Ele me deu um sorriso desconfiado, mas acho que ele realmente estava desesperado, mal olhou meu currículo e não fez teste de nada. De repetente esticou o braço para apertar minha mão, firmando o compromisso.
Nessa hora apertei firme para mostrar segurança mantendo-me séria, mas no fundo estava me contendo para não pular de felicidade. A vontade que tinha era de gritar de alegria. A entrevista tinha sido tão simples e eu tensa a toa.
Em seguida ele começou a me falar do contrato, quando de repente a porta abriu abruptamente. Virei meu rosto assustada, vendo uma figura enfurecida adentrar a sala e a secretária de Alan entrar logo atrás aflita e tentando se justificar.
- Senhor Niven, não tive como avisa-lo, ele já foi entrando. - Stella demonstrava uma expressão assustada e preocupada.
- Tudo bem Stella. – Alan respondeu.
O ruivo apenas a fitou raivosamente, enquanto a secretária já ia fechando a porta e se retirando da sala. Eu tentava entender o porquê da reação dela. Quem era esse homem para deixá-la dessa forma?
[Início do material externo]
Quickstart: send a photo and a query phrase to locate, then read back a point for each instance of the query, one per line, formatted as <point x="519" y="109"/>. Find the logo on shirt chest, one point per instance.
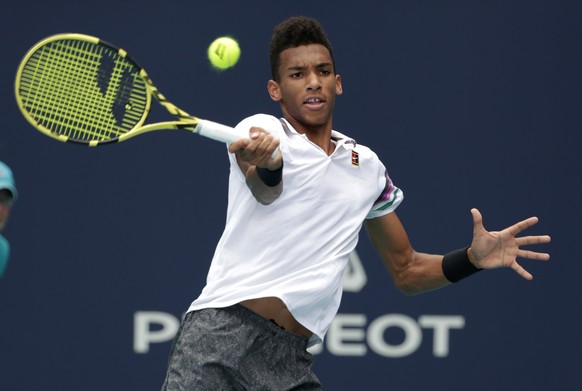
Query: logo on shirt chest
<point x="355" y="159"/>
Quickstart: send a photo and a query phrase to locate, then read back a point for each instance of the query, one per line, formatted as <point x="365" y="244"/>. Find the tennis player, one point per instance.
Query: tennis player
<point x="275" y="281"/>
<point x="8" y="195"/>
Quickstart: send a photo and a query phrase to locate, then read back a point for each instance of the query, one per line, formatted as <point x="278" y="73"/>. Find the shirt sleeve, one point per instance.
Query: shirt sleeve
<point x="389" y="199"/>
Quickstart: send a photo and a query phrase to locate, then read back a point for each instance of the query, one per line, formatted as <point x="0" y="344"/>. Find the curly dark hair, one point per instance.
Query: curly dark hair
<point x="293" y="32"/>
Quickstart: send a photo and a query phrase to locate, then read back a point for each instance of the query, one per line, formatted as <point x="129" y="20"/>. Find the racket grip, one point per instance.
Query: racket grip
<point x="223" y="133"/>
<point x="217" y="132"/>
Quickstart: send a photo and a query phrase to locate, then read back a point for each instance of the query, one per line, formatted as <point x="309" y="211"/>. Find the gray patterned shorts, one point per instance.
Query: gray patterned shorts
<point x="234" y="348"/>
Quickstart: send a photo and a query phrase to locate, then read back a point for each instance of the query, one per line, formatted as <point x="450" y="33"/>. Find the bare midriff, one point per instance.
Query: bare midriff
<point x="272" y="308"/>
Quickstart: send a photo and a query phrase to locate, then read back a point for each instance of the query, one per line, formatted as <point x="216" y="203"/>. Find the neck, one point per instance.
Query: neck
<point x="319" y="135"/>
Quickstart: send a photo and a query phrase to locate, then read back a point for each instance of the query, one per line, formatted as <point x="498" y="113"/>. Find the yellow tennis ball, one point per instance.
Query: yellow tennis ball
<point x="223" y="53"/>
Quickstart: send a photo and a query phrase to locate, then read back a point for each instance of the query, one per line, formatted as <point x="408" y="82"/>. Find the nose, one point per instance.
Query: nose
<point x="313" y="83"/>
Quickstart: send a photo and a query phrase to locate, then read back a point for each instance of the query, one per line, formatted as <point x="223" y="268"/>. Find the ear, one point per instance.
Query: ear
<point x="274" y="90"/>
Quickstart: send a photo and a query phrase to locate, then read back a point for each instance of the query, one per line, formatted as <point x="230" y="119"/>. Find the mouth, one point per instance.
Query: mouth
<point x="315" y="102"/>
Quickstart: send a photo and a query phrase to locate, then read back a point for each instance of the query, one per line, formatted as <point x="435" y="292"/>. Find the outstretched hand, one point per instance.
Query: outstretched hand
<point x="490" y="250"/>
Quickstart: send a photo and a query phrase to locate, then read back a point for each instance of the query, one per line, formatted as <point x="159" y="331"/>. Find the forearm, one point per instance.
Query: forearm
<point x="420" y="273"/>
<point x="265" y="193"/>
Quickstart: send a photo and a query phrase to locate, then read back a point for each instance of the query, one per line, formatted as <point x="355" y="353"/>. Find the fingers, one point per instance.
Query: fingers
<point x="257" y="149"/>
<point x="477" y="221"/>
<point x="521" y="271"/>
<point x="522" y="225"/>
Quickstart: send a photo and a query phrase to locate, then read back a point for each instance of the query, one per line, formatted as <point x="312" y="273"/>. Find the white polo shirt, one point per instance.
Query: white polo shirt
<point x="296" y="249"/>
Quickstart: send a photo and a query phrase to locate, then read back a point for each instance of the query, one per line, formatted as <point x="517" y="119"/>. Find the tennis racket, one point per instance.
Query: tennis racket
<point x="77" y="88"/>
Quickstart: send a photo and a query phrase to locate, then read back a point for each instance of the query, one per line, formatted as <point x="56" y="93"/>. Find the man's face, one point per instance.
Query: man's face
<point x="5" y="207"/>
<point x="307" y="86"/>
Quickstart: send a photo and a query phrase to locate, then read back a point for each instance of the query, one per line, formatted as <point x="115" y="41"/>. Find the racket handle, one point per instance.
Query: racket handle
<point x="220" y="132"/>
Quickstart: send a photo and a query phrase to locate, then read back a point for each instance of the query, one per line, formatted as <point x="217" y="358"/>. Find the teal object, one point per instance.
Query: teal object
<point x="4" y="254"/>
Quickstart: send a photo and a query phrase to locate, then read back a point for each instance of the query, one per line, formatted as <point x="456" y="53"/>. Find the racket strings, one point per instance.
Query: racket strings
<point x="83" y="90"/>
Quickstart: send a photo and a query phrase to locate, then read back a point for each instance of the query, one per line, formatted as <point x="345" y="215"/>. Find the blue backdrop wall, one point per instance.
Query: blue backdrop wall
<point x="468" y="103"/>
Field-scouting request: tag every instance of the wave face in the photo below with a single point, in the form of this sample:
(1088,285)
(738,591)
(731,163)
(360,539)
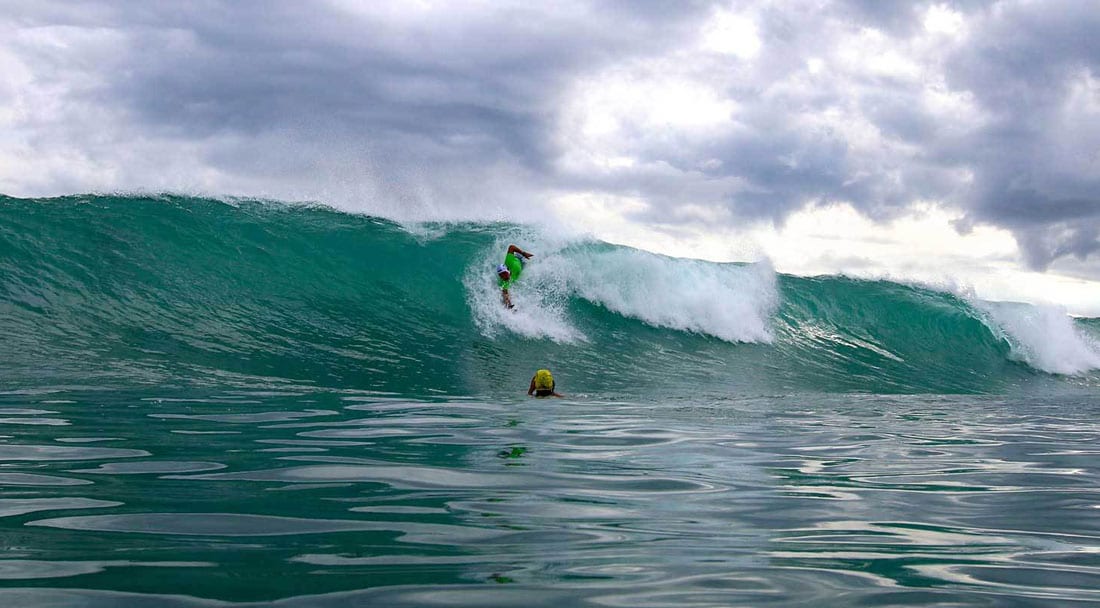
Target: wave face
(109,290)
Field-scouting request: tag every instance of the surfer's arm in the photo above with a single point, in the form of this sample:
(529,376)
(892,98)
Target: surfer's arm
(514,249)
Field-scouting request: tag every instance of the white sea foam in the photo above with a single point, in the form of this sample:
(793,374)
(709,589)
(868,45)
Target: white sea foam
(537,313)
(733,302)
(1045,338)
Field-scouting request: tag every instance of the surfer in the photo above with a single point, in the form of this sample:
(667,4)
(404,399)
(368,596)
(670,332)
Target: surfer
(542,385)
(509,272)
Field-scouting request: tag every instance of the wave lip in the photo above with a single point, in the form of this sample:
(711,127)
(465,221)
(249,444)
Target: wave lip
(1045,338)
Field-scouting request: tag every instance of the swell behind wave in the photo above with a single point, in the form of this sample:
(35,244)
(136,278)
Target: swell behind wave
(114,289)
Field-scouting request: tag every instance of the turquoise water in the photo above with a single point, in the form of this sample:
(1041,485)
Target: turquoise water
(206,404)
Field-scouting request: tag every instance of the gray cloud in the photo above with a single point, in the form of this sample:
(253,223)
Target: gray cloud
(462,111)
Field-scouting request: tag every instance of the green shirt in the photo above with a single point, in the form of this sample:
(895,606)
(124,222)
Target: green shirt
(515,267)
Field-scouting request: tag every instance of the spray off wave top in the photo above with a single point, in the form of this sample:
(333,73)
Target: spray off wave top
(113,290)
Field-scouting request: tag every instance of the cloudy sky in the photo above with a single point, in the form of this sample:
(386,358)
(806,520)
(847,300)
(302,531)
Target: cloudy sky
(956,143)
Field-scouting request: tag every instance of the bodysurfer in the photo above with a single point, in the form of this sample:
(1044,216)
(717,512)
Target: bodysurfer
(542,385)
(509,272)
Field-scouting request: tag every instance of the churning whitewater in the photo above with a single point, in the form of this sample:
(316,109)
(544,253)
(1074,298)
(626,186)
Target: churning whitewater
(123,290)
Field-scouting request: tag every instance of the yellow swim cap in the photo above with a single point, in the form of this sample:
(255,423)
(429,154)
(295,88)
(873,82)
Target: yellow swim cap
(543,380)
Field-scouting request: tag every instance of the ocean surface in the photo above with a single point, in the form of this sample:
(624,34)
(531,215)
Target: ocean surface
(234,402)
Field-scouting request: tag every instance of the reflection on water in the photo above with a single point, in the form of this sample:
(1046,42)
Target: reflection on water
(336,498)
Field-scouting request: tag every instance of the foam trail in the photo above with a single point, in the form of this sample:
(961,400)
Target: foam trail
(538,313)
(1045,338)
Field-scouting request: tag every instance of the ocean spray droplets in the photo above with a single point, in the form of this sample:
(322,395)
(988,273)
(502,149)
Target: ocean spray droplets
(1045,338)
(733,302)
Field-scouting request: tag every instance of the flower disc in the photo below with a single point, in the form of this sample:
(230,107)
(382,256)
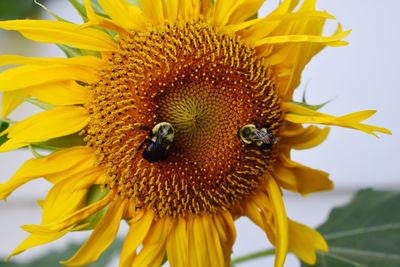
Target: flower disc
(206,84)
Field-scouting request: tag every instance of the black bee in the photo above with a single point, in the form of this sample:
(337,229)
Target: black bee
(159,145)
(261,137)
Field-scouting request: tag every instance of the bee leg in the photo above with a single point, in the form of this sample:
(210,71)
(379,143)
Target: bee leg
(146,128)
(142,143)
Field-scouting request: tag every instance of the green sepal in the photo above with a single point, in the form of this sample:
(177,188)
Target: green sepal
(80,9)
(61,142)
(95,194)
(3,126)
(313,107)
(75,52)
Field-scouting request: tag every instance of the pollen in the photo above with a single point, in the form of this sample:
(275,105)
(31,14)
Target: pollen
(206,84)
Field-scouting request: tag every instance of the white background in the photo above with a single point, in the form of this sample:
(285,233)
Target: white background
(363,75)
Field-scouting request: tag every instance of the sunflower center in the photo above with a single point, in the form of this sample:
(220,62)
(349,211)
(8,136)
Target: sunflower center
(207,85)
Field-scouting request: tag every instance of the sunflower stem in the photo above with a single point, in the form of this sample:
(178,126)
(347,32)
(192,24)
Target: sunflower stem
(254,255)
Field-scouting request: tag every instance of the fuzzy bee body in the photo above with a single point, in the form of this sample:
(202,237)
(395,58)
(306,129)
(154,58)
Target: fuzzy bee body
(261,137)
(159,144)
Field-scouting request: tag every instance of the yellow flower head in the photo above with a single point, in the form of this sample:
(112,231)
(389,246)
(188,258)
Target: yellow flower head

Ele estava com uma calça jeans rasgada, uma camiseta branca do Led Zepplin e botas pretas, segurava uma revista em suas mãos a qual ele atirou sobre a mesa do senhor Niven.
- Isso é um absurdo, Alan. Como você permitiu? - Disse o ruivo em tom alto e de raiva.
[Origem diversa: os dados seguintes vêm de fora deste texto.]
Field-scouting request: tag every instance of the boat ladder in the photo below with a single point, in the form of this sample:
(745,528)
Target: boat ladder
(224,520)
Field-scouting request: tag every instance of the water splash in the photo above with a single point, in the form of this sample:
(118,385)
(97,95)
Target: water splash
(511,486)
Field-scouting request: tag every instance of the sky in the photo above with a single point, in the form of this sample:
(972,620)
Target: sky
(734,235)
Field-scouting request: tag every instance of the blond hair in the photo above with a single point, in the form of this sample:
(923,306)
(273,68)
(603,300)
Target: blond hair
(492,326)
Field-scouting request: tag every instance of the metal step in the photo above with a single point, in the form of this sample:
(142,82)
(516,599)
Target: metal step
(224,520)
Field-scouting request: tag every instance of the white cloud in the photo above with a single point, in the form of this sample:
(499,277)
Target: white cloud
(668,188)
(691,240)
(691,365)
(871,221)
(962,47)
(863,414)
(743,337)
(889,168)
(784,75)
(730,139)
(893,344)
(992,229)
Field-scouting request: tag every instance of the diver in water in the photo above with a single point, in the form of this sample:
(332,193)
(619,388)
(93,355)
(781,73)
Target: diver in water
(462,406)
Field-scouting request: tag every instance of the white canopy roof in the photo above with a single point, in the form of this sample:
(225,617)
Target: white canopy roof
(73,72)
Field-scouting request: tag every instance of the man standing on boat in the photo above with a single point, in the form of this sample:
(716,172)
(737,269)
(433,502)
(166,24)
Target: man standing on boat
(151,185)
Alan apenas se levantou da cadeira indo junto a ele e o encarando tranquilamente. Parecia que aquilo era uma cena comum pra ele.
- Calma Axl, isso já foi resolvido. Já entramos em contato com a revista e eles vão recolher das bancas e retratar essa publicação.
Caramba! Era Axl Rose. Como não reconheci? Me senti uma idiota por tal falha. Todo dia via fotos e mais fotos suas nas bancas de revista que passava quando ia para faculdade. Fora as minhas colegas que o idolatravam e o achavam um gato.
- Recolher? Retratar? Mas e as que foram vendidas? Como pôde deixar isso acontecer? Você leu isso? Onde está o Tom? Eu vou processar aquele motherfucker, obviamente depois de dar uns socos nele. - Esbravejou.
- Axl! Você sabe que Tom teve seus motivos. - Alan disse pacientemente.
Axl então começou a dizer um monte de coisa, xingando e batendo o braço na mesa de Alan. Eu observava aquela cena sem reação, ouvindo cada um dos dois falar mais alto e não chegar a lugar nenhum. Pra eles parecia até que eu não estava ali, me sentia bem invisível. Axl já apontava o dedo na cara de Alan e aquilo já estava uma gritaria só. Nisso não aguentei e me intrometi.
- Gritando vocês não vão resolver nada! - Disse quase como um grito, bem alto e séria. Assim que terminei ambos me olharam, Alan um pouco confuso e surpreso e Rose com raiva, sim ele continuava com raiva e agora parecia ter aumentado.
- Mas quem diabos é essa garota Alan? - Axl perguntou impaciente, franzindo a testa e cerrando os olhos, olhando rapidamente para mim e voltando a encarar Alan.
- Se você tivesse me permitido falar Rose, essa é a nova intérprete do Guns n’ Rose, agora vamos poder consertar essa droga de entrevista.- Alan explicou porém ele também já demonstrava estar um tanto zangado.
Axl me olhou de cima a baixo, como se me analisasse, mantendo uma expressão arrogante e de desdém. Tornou-se a virar para Alan e então:
- Sem chance Alan, arrume outra pessoa.